# Objekte in einer ArrayList vergleichen



## lalas (5. Jan 2009)

Hallo zusammen,

ich sitze grad an meiner Semester-Projektaufgabe und habe ein Problem, wo ich einfach nicht weiterkomme. Wir müssen ein Reservierungssystem für ein Hotel entwickeln. Dabei muss während des Reservierungsvorgang geprüft werden, ob ein Zimmer gebucht werden kann oder nicht.
Das Hauptkriterium ist hierbei das Anfangs- und Enddatum.

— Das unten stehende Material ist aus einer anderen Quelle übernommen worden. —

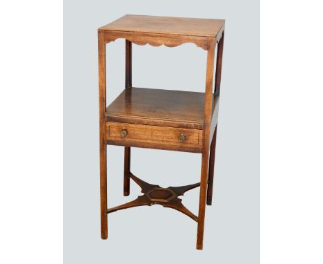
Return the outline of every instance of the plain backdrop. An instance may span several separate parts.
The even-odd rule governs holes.
[[[88,1],[63,3],[64,263],[260,261],[259,1]],[[108,216],[100,238],[97,35],[125,14],[226,19],[213,202],[204,250],[197,225],[155,205]],[[124,86],[124,39],[107,45],[108,103]],[[206,53],[194,44],[133,48],[133,85],[204,91]],[[124,149],[108,147],[108,204],[134,199],[122,189]],[[162,187],[199,181],[201,155],[133,148],[135,175]],[[184,196],[197,214],[199,189]]]

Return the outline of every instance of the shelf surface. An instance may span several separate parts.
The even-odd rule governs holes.
[[[204,93],[127,88],[106,109],[107,121],[203,129]]]
[[[224,19],[126,15],[100,30],[215,37]]]

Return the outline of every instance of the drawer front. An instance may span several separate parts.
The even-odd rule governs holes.
[[[200,152],[202,130],[106,122],[108,144]]]

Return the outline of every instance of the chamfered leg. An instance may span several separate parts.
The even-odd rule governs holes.
[[[217,144],[217,125],[214,131],[212,143],[210,148],[210,158],[208,162],[208,196],[206,198],[206,205],[212,205],[212,194],[213,192],[213,176],[214,176],[214,162],[215,159],[215,146]]]
[[[108,197],[106,182],[106,44],[104,32],[99,31],[99,108],[100,145],[101,238],[108,238]]]
[[[128,196],[130,194],[130,152],[129,147],[124,147],[124,196]]]
[[[205,207],[206,204],[206,189],[208,187],[208,168],[210,147],[210,126],[212,113],[213,84],[215,39],[210,39],[206,62],[206,79],[204,99],[204,127],[203,131],[203,151],[201,167],[201,186],[199,189],[199,216],[197,221],[197,238],[196,248],[203,249],[203,236],[204,233]]]
[[[204,232],[204,218],[206,196],[208,181],[208,153],[202,153],[202,168],[201,168],[201,185],[199,189],[199,216],[197,221],[197,238],[196,248],[197,249],[203,249],[203,236]]]
[[[132,63],[133,52],[132,43],[126,39],[126,89],[131,89],[132,84]],[[130,147],[124,147],[124,196],[128,196],[130,194]]]

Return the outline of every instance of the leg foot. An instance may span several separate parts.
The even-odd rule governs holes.
[[[217,125],[214,131],[213,138],[210,149],[210,160],[208,163],[208,196],[206,198],[206,205],[212,205],[212,195],[213,192],[213,176],[214,176],[214,162],[215,159],[215,146],[217,144]]]
[[[203,249],[203,236],[204,233],[205,206],[208,180],[208,151],[202,154],[201,168],[201,187],[199,189],[199,218],[197,221],[197,237],[196,249]]]

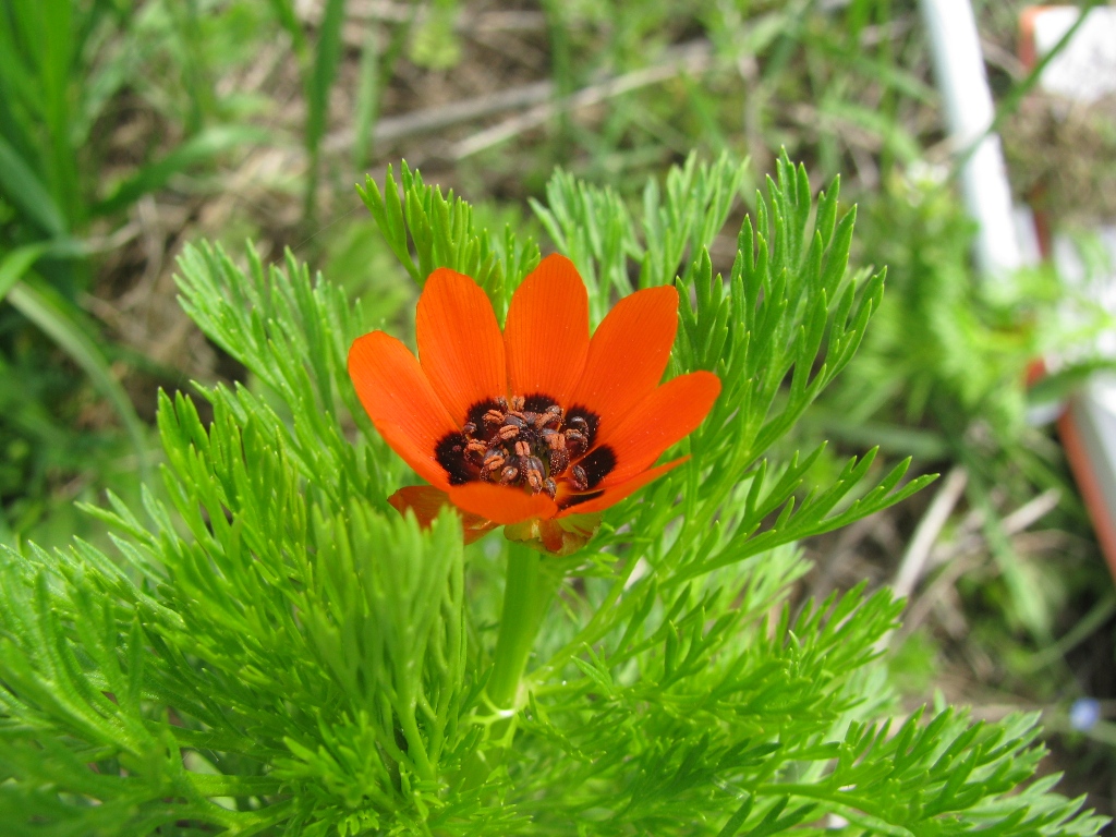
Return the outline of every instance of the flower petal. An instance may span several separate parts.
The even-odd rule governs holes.
[[[439,441],[458,426],[407,347],[383,331],[366,334],[349,348],[348,371],[384,441],[424,480],[449,488],[434,454]]]
[[[415,331],[422,369],[459,425],[470,407],[507,395],[503,336],[492,304],[468,276],[448,268],[430,275]]]
[[[639,290],[617,302],[589,343],[571,411],[595,413],[598,433],[608,432],[662,379],[677,327],[679,292],[673,286]]]
[[[589,352],[589,295],[574,262],[552,253],[516,289],[503,344],[513,395],[567,403]]]
[[[616,459],[600,488],[629,480],[693,433],[720,393],[721,381],[711,372],[693,372],[656,387],[620,424],[597,437],[597,444],[612,448]]]
[[[470,482],[450,489],[450,502],[462,511],[491,520],[498,526],[519,523],[531,518],[548,520],[558,511],[546,494],[529,494],[522,489]]]
[[[423,529],[429,529],[430,525],[434,522],[434,518],[446,506],[455,509],[461,514],[461,528],[465,536],[465,543],[472,543],[474,540],[483,538],[497,527],[491,520],[482,518],[480,514],[472,514],[468,511],[456,509],[450,502],[450,496],[433,485],[407,485],[406,488],[401,488],[387,498],[387,502],[395,507],[401,514],[405,514],[407,510],[414,512],[419,526]]]
[[[671,460],[665,464],[652,468],[644,471],[641,474],[636,474],[631,480],[622,482],[618,485],[613,485],[605,489],[600,494],[593,498],[591,500],[586,500],[584,503],[577,503],[576,506],[570,506],[558,512],[558,517],[564,518],[570,514],[590,514],[595,511],[604,511],[610,506],[615,506],[620,500],[627,499],[631,494],[642,489],[648,482],[653,482],[662,477],[667,471],[671,471],[683,462],[685,462],[689,456],[680,456],[679,459]]]

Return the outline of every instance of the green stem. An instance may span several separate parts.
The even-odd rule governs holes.
[[[559,575],[541,566],[543,560],[533,549],[509,541],[500,635],[488,682],[489,700],[499,709],[513,709],[517,704],[535,638],[558,587]]]
[[[489,675],[487,695],[500,718],[489,727],[487,742],[474,750],[459,775],[461,789],[478,788],[503,761],[510,738],[511,724],[519,705],[519,689],[527,671],[535,638],[542,626],[550,599],[561,574],[545,564],[539,552],[525,546],[508,542],[508,576],[503,588],[503,610],[500,615],[500,635],[496,641],[496,658]]]

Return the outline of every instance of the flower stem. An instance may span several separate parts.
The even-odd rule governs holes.
[[[527,661],[560,576],[542,566],[533,549],[509,541],[500,635],[488,682],[488,696],[499,709],[513,709]]]
[[[527,671],[535,638],[542,617],[561,580],[561,573],[545,564],[533,549],[508,542],[508,575],[503,588],[503,610],[500,634],[496,641],[496,658],[487,686],[491,705],[499,719],[489,727],[488,743],[474,750],[459,773],[458,787],[478,788],[507,756],[512,723],[519,704],[519,686]]]

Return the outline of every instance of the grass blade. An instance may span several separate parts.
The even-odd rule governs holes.
[[[0,136],[0,187],[35,224],[51,238],[66,234],[66,217],[35,171]]]
[[[4,266],[7,263],[8,260],[4,261]],[[100,347],[86,333],[70,304],[33,276],[25,277],[23,281],[15,283],[8,291],[7,300],[68,354],[89,376],[97,392],[113,405],[132,440],[140,463],[141,478],[146,482],[147,442],[143,422],[136,415],[132,400],[124,392],[124,387],[113,377],[108,360]]]
[[[94,214],[117,212],[142,195],[162,189],[179,172],[199,165],[238,145],[261,143],[267,132],[249,125],[220,125],[202,131],[162,160],[150,163],[121,183],[104,201],[93,208]]]

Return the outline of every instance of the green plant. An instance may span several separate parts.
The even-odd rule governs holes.
[[[162,29],[161,13],[173,18]],[[128,455],[116,434],[94,440],[73,426],[84,394],[58,368],[64,364],[77,366],[112,405],[133,468],[146,469],[147,429],[110,368],[116,347],[78,301],[90,290],[94,223],[115,221],[175,174],[260,136],[204,124],[215,105],[205,94],[198,23],[193,3],[137,10],[131,2],[48,0],[0,9],[0,363],[9,373],[0,397],[18,405],[0,414],[0,450],[11,468],[10,479],[0,478],[0,502],[10,507],[0,513],[4,539],[32,526],[57,472],[107,473],[107,460]],[[144,51],[133,47],[152,36],[189,65],[185,132],[170,148],[145,150],[113,181],[103,177],[110,156],[104,121],[129,86],[142,87]]]
[[[506,306],[533,246],[508,233],[501,247],[466,204],[403,177],[398,203],[391,176],[365,200],[404,266],[410,244],[420,262],[479,266]],[[186,309],[275,397],[205,387],[206,429],[190,398],[163,395],[169,501],[147,493],[145,520],[115,499],[89,509],[116,555],[0,552],[9,831],[728,836],[834,815],[862,834],[1095,834],[1054,778],[1026,785],[1042,753],[1033,716],[883,720],[877,647],[901,607],[886,590],[791,613],[798,538],[927,478],[901,487],[902,464],[869,479],[869,454],[804,493],[817,452],[770,459],[848,363],[883,286],[847,271],[837,183],[815,203],[786,158],[731,275],[714,277],[708,246],[739,177],[727,161],[673,172],[665,198],[648,189],[646,238],[568,177],[539,208],[567,241],[589,229],[602,253],[632,244],[639,285],[676,282],[689,301],[668,375],[724,384],[681,445],[690,462],[566,559],[498,539],[463,549],[454,516],[422,531],[386,506],[405,469],[345,373],[349,341],[385,316],[377,299],[350,306],[290,256],[264,269],[249,251],[241,269],[189,249]],[[626,289],[624,262],[577,259],[599,315]],[[518,696],[496,710],[509,654]]]

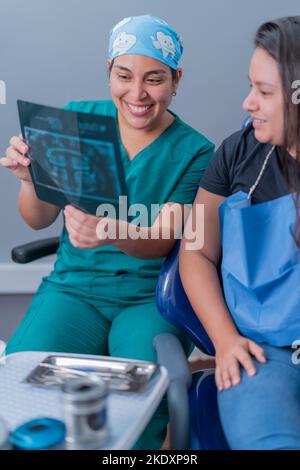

Dabei werden Reservierungs-Objekte in einer arraylist abgelegt. Ich wollte nun das Comparable-interface nutzen, stehe aber etwas auf dem Schlauch wie ich nun Startdatum UND Enddatum vergleiche. Zumal es ja einige Kombinatioen geben kann.
Z.B.:
Kunde1: 01.01.2009 bis 05.01.2009
Kunde2: 01.01.2009 bis 04.01.2009
Kunde3: 04.01.2009 bis 10.01.2009

Es darf nun also bei einer Reservierung zu keinen Überschneidungen kommen. Kunde3 könnte also das Zimmer von Kunde 2 bekommen, aber nicht von Kunde1.
Ebenso könnte Kunde1 nicht die Zimmer von Kunde2 und 3 bekommen, wenn er z.B. nach den beiden Kunden reservieren würde.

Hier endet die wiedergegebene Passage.